Support Questions

Find answers, ask questions, and share your expertise

SQOOP IMPORT --map-column-hive ignored

avatar
Contributor

Hello guys,

 

I am using Scoop to transfer data from postgresql to hive usaing storage parquet.

 

I have a problem with the postgresql format "timestamp without time zone" which is mapped to BIGINT and becomes unsable for queriing.

I found the import option: --map-column-hive varname=type.

I have tried with the type:STRING and TIMESTAMP, both are ignored and I do not get any message about it.

 

Version used: SQOOP 1.4.6, Postgresql 9.4, CDH 5.8.

any idea is welcome.

20 REPLIES 20

avatar
Contributor

Nobody is facing this problem?

avatar
New Contributor

Did you find a solution for this problem?

 

I am having the same issue.  I've scoured the internet and I think In my case, --map-column-hive is not working with the --as-parquetfile command for some reason.  I am not really sure why but I think that is the reason.

 

A workaround that I am trying is to import the file regularly and create a table in hive using the file you imported and casting to timestamp there

avatar
Explorer

Do we have any solution for this?

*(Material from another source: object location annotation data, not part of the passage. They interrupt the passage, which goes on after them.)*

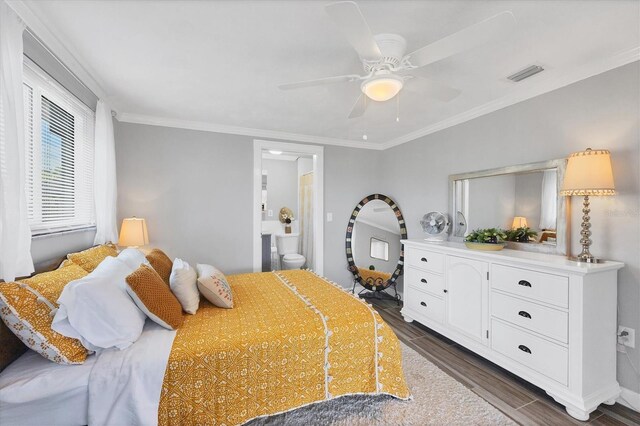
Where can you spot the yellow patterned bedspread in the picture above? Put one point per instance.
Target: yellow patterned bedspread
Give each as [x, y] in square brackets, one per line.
[292, 339]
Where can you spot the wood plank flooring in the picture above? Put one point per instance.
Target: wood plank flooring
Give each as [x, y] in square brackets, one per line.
[523, 402]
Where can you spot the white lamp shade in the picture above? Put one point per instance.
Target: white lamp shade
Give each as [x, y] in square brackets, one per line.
[519, 222]
[589, 173]
[133, 232]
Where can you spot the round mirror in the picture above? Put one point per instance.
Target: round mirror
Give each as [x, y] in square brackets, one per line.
[374, 251]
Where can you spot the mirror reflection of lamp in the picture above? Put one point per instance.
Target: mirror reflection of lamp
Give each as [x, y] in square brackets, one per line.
[588, 173]
[519, 222]
[133, 232]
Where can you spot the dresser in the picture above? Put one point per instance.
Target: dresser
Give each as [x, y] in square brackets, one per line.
[543, 317]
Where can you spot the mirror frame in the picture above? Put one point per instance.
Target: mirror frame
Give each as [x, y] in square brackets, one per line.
[377, 286]
[563, 223]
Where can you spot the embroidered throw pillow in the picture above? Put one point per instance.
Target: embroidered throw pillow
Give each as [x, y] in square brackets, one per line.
[154, 298]
[27, 308]
[214, 286]
[183, 282]
[161, 263]
[89, 259]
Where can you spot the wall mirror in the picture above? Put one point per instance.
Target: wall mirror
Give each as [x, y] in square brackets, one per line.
[374, 252]
[512, 197]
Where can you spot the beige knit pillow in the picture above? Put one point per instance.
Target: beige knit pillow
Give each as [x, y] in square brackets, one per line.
[154, 297]
[161, 263]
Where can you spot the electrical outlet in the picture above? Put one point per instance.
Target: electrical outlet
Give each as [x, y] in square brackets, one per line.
[626, 336]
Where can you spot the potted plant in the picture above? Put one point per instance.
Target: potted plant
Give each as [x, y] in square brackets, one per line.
[521, 235]
[486, 239]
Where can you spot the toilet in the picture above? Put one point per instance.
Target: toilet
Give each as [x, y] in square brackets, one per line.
[287, 246]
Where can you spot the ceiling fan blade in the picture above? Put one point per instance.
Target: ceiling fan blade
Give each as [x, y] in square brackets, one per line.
[359, 107]
[476, 35]
[320, 81]
[431, 88]
[355, 28]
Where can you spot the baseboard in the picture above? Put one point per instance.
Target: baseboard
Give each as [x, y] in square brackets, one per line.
[629, 399]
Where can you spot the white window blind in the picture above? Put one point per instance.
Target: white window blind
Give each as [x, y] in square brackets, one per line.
[59, 155]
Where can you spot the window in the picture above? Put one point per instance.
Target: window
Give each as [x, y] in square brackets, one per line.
[59, 155]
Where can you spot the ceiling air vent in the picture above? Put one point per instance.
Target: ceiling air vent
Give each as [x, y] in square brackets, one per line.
[526, 73]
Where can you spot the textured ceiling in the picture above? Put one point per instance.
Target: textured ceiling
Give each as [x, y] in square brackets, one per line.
[219, 63]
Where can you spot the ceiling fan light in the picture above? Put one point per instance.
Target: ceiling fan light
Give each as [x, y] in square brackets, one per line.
[382, 89]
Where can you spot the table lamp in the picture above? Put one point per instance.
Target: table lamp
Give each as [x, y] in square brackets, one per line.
[588, 173]
[519, 222]
[133, 232]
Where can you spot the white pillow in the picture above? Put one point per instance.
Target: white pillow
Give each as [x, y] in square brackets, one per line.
[214, 286]
[133, 258]
[97, 309]
[182, 281]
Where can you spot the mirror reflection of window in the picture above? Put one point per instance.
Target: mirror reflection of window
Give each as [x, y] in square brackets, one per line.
[549, 198]
[379, 249]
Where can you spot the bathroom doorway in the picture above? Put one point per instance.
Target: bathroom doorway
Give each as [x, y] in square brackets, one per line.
[288, 208]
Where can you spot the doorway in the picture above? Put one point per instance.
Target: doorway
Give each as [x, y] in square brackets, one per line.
[307, 210]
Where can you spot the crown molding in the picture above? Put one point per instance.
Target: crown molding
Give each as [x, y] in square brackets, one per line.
[244, 131]
[70, 59]
[542, 86]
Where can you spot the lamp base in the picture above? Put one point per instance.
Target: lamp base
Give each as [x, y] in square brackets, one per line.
[586, 260]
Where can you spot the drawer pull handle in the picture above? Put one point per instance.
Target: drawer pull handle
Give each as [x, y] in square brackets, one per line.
[523, 348]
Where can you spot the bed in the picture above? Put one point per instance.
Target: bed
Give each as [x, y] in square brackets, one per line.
[293, 339]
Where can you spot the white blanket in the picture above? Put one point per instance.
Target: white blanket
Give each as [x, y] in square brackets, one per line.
[125, 386]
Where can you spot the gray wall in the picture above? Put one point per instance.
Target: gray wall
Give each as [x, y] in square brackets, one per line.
[195, 190]
[599, 112]
[282, 186]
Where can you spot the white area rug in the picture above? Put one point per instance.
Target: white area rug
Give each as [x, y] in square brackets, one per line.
[438, 399]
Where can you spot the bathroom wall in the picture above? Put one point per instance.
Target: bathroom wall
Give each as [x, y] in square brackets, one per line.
[282, 187]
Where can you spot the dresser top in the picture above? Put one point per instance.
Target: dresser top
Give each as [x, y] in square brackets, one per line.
[519, 256]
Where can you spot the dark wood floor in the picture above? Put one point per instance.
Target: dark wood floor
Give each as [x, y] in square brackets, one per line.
[524, 403]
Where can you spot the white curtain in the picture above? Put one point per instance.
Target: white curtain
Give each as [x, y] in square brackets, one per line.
[15, 234]
[306, 218]
[549, 200]
[104, 177]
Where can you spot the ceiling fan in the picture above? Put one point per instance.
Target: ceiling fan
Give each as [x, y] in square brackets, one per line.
[385, 62]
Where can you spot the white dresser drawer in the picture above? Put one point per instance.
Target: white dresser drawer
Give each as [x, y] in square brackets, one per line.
[541, 319]
[548, 288]
[426, 305]
[425, 281]
[424, 259]
[531, 351]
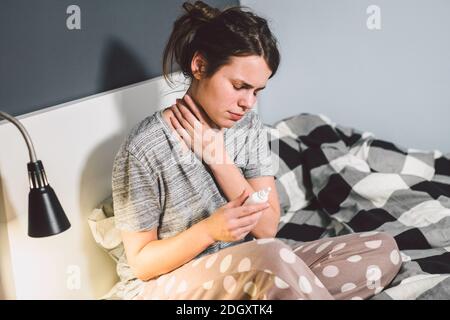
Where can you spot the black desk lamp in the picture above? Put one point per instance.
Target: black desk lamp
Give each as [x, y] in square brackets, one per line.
[46, 217]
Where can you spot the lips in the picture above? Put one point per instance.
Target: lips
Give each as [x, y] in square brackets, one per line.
[235, 116]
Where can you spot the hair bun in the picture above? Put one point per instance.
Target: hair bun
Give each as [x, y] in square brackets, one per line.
[201, 11]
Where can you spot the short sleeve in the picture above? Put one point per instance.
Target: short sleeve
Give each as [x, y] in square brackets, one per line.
[135, 194]
[259, 161]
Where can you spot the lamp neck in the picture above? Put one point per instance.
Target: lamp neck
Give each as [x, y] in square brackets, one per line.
[24, 132]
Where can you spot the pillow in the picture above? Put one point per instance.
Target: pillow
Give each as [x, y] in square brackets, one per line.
[101, 223]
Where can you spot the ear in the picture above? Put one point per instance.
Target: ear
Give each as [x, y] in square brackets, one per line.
[198, 65]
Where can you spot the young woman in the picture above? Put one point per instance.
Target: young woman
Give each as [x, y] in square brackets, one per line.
[182, 176]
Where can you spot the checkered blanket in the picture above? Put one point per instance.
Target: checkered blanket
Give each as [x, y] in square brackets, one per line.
[334, 180]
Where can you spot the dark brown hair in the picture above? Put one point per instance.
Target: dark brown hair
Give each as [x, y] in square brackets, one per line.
[218, 35]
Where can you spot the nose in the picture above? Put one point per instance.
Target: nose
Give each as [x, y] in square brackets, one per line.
[247, 101]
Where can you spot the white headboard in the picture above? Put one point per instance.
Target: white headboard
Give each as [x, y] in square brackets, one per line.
[77, 142]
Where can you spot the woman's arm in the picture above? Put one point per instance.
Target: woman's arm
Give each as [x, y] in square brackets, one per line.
[149, 257]
[228, 176]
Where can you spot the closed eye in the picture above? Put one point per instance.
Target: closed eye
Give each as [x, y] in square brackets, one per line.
[244, 88]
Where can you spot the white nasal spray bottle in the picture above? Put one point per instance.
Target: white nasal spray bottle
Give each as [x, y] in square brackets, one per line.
[260, 196]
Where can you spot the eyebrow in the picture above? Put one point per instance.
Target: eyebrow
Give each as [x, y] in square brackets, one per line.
[248, 86]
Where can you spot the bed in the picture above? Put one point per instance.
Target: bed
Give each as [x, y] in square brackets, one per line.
[331, 180]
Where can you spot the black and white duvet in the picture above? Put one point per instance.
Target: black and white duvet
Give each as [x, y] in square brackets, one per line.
[334, 180]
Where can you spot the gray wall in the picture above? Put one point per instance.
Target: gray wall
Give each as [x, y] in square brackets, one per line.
[394, 82]
[43, 63]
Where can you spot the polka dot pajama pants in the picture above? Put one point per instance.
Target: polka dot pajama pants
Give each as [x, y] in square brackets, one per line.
[355, 266]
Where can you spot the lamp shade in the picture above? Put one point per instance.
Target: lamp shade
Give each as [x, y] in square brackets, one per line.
[46, 216]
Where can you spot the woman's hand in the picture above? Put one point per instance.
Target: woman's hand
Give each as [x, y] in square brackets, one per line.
[232, 222]
[198, 132]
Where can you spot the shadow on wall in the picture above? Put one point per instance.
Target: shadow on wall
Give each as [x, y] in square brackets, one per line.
[132, 105]
[118, 62]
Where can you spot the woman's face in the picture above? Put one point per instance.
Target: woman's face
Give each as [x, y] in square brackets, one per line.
[232, 91]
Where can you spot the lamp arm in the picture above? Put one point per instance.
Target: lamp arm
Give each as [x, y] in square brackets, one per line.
[24, 132]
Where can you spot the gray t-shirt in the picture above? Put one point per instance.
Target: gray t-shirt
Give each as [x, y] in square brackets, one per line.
[156, 185]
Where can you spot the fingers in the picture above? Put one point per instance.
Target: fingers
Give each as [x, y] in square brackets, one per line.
[181, 134]
[242, 232]
[183, 119]
[199, 112]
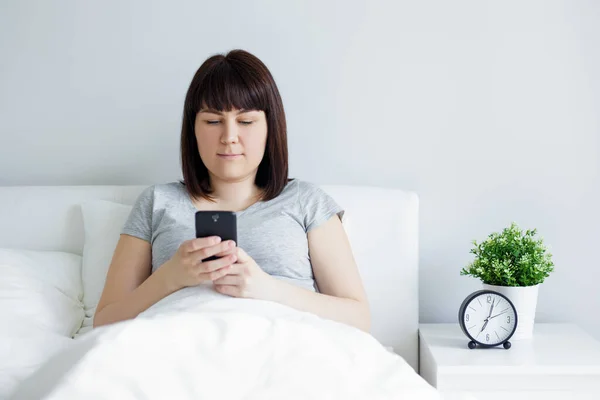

I am facing the same issue.

avatar
Champion

Could you let us know the timestamp format - is it something like the below 

yyyy-mm-dd hh:mm:ss? 

 

avatar
Explorer
Hi,
The format is yyyy-mm-dd hh:mm:ss in RDBMS. When i try to sqoop it in hive, it does unix timestamp conversion but i want it to be in date format which is readable.
Thanks

avatar
Contributor

Hello,

in PostgreSQL, I have my datetime stored as TIMESTAMP without TIME ZONE.

I have tried with other variables types, the option is not working when doing an import to create a hive table in parquet format.

avatar
Champion

Would consider trying  type casting BIGINT TO Timestamp . 

Also please refer this document , I read it long back. I am quoting it from the cloudera manul document 

 

 

If you use Sqoop to convert RDBMS data to Parquet, be careful with interpreting any resulting values from DATE, DATETIME, or TIMESTAMP columns. 
The underlying values are represented as the Parquet INT64 type, which is represented as BIGINT in the Impala table.
The Parquet values represent the time in milliseconds, while Impala interprets BIGINT as the time in seconds.
Therefore, if you have a BIGINT column in a Parquet table that was imported this way from Sqoop, divide the values by 1000 when interpreting as the TIMESTAMP type.

I guess there is underlying problem with Timestamp when you use Parquet file. 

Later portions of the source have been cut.